Art der Entscheidung

Revisionsurteil


Datum

16. 04. 1997


Aktenzeichen

10 AZR 705/96


Leitsatz des Gerichts

  1. Eine - für den Arbeitnehmer erkennbar - auf das jeweilige Kalenderjahr bezogene Zusage einer Leistung begründet keine Ansprüche der Leistungsempfänger aus einer betrieblichen Übung für zukünftige Jahre.

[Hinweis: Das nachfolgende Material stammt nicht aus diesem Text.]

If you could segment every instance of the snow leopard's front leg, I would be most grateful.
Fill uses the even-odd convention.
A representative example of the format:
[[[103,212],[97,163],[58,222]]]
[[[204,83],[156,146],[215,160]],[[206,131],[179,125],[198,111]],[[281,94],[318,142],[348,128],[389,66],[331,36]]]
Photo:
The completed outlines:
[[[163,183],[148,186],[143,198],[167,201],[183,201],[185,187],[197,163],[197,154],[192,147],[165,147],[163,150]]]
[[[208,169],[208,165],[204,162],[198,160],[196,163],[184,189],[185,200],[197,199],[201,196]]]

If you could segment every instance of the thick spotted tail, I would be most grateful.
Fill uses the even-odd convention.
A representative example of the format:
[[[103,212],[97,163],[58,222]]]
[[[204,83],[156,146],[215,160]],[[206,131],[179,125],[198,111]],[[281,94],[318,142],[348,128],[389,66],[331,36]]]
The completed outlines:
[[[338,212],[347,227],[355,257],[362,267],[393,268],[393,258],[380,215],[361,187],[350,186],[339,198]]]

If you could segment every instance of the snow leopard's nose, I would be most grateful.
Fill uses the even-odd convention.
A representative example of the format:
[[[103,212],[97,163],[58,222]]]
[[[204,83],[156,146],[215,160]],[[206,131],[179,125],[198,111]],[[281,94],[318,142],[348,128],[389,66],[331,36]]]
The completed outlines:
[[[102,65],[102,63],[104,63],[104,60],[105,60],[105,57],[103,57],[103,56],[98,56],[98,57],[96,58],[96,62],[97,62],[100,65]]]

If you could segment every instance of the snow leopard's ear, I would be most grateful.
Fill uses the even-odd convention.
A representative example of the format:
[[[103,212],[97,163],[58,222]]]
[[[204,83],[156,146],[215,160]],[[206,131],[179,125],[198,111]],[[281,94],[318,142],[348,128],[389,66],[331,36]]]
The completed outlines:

  2. Ein Widerrufsvorbehalt bzw. die Mitteilung, daß die Leistung freiwillig erfolgt, ist in diesem Fall nicht erforderlich, um Ansprüche für die Zukunft zu beseitigen bzw. überhaupt nicht entstehen zu lassen.

Tatbestand


Auszüge aus dem Sachverhalt:

Die Parteien streiten um die Zahlung einer Weihnachtsgratifikation in Höhe von jeweils 100 DM für die Jahre 1992 bis 1994, sowie die Zahlungspflicht der Bekl. für die Folgejahre. Der Kl. war bis zum Jahr 1985 bei der Bekl. als Angestellter im Vertrieb beschäftigt. Im Jahr 1985 trat er in den Ruhestand. Er bezieht seitdem neben den Rentenbezügen aus der gesetzlichen Altersversorgung von der Bekl. eine Betriebsrente gemäß der am 1. 1. 1983 gültigen Versorgungszusage für die Mitarbeiter der M. Zusätzlich erhielt der Kl. in den Jahren 1985 bis einschließlich 1991 jeweils Anfang Dezember eine weitere Zahlung in Höhe von 100 DM. Der Kl. wurde darüber wie folgt informiert:

• Im Jahr 1985: Schreiben der Bekl. vom 18. 11.: „Wir haben uns lange überlegt, ob wir Ihnen in diesem Jahr mit einem Weihnachtspaket oder mit einem Barbetrag wieder eine kleine Freude zum Ende des Jahres bereiten könnten. Entschlossen haben wir uns zu einer Sonderzahlung von 100 DM. Der Betrag wird zusammen mit der Firmenrente zum Ende dieses Monats zur Auszahlung gebracht.“

• Im Jahr 1986: Schreiben der Bekl. vom 18. 11.: „Gern teilen wir Ihnen mit, daß wir uns auch in diesem Jahre zu einer Sonderzahlung von 100 DM entschlossen haben.“

• Im Jahr 1987: Schreiben der Bekl. vom 16. 11.: „Wir haben uns erneut zu einer Sonderzahlung in Höhe von 100 DM entschlossen, die wir Ihnen mit der Firmenrente zum Ende dieses Monats zukommen lassen möchten.“

• Im Jahr 1988 wurde eine Sonderzahlung in Höhe von 100 DM ohne weitere Information an die Firmenrentner der Bekl. gezahlt.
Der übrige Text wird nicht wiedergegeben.